Один немецкий профессор, поклонник и переводчик нескольких его книг, с которым он вел интенсивную переписку по проблемам стиля, возникающим на границе двух языков, спросил его раз, что он, в сущности, имеет против апостола Павла, который очевидным образом есть гений. А Эмиль Чоран с его странным, обворожительным юмором, и играя, как обычно, на фривольности, увернулся: «Трудно быть поповским сыном». Помню потрясение, испытанное мной, когда я прочла этот ответ, чуть ли не впервые открывая, как Чоран — с некоторой небрежностью, возможно, тоже нарочитой, — выставлял напоказ раны, которые раньше с ожесточением старался скрыть. Как будто он пытался манипулировать не другими, а прежде всего самим собой, как будто он сам себя подверг унижению, предназначаемому наказать гордыню.
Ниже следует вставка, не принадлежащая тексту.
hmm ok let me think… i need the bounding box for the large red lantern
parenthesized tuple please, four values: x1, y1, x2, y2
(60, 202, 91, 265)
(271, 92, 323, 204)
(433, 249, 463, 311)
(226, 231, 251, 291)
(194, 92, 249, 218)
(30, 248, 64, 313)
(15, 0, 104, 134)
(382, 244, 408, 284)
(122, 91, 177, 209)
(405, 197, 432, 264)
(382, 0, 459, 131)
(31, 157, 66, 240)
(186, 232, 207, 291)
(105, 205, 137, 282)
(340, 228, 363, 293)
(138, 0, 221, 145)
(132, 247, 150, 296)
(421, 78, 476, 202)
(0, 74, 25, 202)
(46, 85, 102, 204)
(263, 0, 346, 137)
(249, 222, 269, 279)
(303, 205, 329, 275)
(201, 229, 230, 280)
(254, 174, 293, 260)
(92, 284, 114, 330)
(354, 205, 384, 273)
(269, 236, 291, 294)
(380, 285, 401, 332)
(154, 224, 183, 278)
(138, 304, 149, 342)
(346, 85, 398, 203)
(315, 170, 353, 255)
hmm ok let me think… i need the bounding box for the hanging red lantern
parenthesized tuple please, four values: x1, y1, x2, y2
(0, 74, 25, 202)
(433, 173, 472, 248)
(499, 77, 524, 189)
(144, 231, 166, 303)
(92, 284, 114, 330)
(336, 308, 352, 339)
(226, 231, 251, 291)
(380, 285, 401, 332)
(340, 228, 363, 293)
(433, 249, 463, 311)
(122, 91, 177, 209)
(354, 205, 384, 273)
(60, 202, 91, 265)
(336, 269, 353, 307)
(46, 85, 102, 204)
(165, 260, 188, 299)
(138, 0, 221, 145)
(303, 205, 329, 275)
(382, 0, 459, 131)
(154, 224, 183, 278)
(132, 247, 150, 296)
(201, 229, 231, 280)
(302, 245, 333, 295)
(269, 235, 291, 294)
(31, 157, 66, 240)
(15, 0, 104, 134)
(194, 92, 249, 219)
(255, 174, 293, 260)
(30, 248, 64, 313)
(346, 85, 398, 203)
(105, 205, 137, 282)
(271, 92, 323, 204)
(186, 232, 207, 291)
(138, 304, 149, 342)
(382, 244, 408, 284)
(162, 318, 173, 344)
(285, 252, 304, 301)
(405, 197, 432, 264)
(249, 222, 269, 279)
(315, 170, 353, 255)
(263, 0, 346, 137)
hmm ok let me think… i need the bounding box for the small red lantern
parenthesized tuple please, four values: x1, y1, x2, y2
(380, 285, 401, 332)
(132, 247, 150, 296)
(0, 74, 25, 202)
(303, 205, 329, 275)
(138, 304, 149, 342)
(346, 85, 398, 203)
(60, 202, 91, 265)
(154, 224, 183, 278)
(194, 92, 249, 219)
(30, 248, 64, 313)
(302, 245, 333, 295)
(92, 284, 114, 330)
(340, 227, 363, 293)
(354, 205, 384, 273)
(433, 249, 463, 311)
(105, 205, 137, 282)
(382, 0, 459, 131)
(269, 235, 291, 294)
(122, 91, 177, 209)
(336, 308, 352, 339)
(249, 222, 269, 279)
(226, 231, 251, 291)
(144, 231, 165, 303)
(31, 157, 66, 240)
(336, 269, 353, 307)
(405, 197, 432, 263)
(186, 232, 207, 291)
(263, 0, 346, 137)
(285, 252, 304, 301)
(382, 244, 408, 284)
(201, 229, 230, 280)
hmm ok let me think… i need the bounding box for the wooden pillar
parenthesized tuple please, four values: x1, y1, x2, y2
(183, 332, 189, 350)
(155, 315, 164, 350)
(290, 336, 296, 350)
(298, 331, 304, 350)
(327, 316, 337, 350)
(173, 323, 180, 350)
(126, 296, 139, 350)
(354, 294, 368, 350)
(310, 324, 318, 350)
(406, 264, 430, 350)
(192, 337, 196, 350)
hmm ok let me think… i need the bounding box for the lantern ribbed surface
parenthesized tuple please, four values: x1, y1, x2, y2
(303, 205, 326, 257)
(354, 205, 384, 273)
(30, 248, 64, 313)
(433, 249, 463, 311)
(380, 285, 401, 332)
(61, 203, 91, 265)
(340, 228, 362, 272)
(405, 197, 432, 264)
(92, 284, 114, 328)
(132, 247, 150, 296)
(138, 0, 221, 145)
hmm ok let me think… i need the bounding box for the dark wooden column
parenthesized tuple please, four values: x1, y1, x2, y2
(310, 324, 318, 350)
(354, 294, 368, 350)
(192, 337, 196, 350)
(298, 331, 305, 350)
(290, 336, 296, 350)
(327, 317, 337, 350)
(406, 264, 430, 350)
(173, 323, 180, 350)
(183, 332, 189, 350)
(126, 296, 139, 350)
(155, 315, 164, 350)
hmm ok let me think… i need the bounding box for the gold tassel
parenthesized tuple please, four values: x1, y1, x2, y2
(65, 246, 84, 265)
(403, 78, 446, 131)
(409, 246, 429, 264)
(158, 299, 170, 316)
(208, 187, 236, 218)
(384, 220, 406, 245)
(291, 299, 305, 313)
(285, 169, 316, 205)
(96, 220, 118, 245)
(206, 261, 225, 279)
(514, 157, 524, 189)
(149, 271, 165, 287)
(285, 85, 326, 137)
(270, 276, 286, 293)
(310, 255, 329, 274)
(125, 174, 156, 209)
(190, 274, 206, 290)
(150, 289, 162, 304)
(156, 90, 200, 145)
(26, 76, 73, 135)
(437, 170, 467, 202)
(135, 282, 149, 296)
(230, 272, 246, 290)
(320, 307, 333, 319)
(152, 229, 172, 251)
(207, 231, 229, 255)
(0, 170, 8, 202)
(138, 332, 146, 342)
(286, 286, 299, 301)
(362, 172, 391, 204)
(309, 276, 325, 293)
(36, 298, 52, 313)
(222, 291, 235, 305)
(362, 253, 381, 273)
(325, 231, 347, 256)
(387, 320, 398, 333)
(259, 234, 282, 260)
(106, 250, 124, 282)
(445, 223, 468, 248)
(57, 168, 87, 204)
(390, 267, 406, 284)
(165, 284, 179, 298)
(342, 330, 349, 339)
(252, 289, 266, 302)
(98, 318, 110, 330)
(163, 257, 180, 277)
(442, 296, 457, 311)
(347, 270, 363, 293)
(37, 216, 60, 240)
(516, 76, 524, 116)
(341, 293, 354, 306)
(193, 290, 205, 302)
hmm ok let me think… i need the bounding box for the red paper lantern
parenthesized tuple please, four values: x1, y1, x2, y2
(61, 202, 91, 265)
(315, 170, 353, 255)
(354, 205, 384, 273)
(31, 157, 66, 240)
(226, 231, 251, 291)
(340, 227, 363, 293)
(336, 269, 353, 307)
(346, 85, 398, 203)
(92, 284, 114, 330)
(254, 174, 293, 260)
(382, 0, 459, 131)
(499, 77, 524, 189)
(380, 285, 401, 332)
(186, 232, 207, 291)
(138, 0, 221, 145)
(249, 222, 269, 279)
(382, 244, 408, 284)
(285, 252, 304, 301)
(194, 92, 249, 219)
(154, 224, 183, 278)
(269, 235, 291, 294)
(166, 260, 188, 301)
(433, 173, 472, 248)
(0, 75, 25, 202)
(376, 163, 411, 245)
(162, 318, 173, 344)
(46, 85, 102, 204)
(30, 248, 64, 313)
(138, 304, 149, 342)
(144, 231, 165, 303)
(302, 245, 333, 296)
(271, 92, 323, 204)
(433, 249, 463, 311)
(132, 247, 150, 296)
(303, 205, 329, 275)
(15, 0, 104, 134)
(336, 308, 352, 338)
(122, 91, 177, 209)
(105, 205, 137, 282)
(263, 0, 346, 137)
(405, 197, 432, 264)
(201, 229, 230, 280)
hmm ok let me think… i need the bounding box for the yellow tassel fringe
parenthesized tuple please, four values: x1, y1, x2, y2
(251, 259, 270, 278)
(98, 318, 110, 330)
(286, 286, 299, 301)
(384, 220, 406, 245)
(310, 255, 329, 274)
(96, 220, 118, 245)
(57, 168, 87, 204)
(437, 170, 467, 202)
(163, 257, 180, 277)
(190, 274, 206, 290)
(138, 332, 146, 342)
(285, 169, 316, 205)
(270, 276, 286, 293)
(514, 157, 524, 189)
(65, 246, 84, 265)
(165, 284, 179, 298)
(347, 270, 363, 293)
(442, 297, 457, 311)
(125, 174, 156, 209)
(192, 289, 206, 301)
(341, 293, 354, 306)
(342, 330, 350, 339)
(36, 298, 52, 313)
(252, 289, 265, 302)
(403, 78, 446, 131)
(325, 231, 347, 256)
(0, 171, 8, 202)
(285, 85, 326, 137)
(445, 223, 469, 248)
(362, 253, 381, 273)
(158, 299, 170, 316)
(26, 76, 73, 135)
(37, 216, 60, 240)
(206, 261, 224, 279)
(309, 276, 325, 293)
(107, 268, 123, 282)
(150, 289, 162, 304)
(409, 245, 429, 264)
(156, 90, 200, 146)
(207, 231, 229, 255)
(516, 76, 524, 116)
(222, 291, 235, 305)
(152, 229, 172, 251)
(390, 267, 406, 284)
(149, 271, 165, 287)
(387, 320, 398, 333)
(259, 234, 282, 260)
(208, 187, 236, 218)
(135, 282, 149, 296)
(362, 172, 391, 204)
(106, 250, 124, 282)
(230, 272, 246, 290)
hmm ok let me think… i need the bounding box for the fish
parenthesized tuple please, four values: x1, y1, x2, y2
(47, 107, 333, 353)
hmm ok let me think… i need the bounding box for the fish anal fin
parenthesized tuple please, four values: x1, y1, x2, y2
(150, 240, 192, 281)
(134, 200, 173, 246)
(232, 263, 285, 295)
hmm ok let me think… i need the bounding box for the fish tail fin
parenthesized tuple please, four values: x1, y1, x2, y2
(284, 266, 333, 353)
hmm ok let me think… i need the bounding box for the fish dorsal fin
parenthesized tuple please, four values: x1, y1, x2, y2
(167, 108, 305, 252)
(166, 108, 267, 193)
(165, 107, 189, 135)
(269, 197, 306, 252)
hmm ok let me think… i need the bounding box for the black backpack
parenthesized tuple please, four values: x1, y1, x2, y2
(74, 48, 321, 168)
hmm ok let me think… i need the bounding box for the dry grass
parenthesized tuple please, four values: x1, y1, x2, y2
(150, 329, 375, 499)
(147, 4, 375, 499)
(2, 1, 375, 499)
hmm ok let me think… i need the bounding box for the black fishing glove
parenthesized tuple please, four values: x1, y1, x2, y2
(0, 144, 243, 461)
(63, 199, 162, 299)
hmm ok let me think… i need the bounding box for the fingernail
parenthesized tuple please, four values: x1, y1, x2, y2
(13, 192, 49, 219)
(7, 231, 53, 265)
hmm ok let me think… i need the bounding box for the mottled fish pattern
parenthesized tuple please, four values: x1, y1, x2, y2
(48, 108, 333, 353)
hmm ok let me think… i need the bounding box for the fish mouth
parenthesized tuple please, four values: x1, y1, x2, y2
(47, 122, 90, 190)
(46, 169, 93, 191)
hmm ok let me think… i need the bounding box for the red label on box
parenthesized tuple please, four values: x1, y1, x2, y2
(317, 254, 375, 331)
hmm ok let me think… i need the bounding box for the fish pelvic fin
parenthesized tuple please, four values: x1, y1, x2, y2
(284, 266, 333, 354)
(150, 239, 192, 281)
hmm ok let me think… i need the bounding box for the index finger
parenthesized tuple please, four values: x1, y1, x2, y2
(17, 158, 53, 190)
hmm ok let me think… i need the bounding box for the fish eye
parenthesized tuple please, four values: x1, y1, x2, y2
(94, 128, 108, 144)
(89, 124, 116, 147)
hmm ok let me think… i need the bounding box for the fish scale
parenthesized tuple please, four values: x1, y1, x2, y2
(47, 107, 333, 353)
Меня, как дочь священника, шутка Чорана пленила не только тем, как он уклонился от вопроса насчет причин его ожесточения против апостола Павла. Мне показалось, что я давно нашла ответ на вопрос, который сама мысленно поставила на полях его книг. При всем видимом упрощенчестве, мое предположение было такое: ожесточение представляло собой форму зависти к другому мыслителю, которому, несмотря на его интеллектуальность, не было отказано в вере. Что поразило меня в его ответе, так это свидетельство — возможно, невольное, — что его религиозные корни, как и корни этнические, затрудняли ему жизнь и ограничивали свободу, и это раздражало его не только потому, что ограничения унижали, но и потому, что он чувствовал еще большее унижение от своей собственной неспособности
Естественным образом напрашивался вопрос: а то, что я была дочерью моего отца, это когда-нибудь меня угнетало, чувствовала ли я себя когда-нибудь скованной тем, как моя судьба обусловлена дефиницией моего отца? Однако еще не закончив формулировать этот зеркальный вопрос, который был продиктован не недостатком скромности, но, напротив, тревожным смирением, я поняла, что параллель здесь абсурдна, просто-напросто из-за того, что мой отроческий бунт, который нормальным образом должен был обернуться против родителей (как это обычно бывает), в условиях, когда мне ставили в укор мое социальное происхождение (со всеми его религиозными, политическими, философскими коннотациями), перешел в солидарность с ними, с теми, кто страдал и из-за кого страдала я.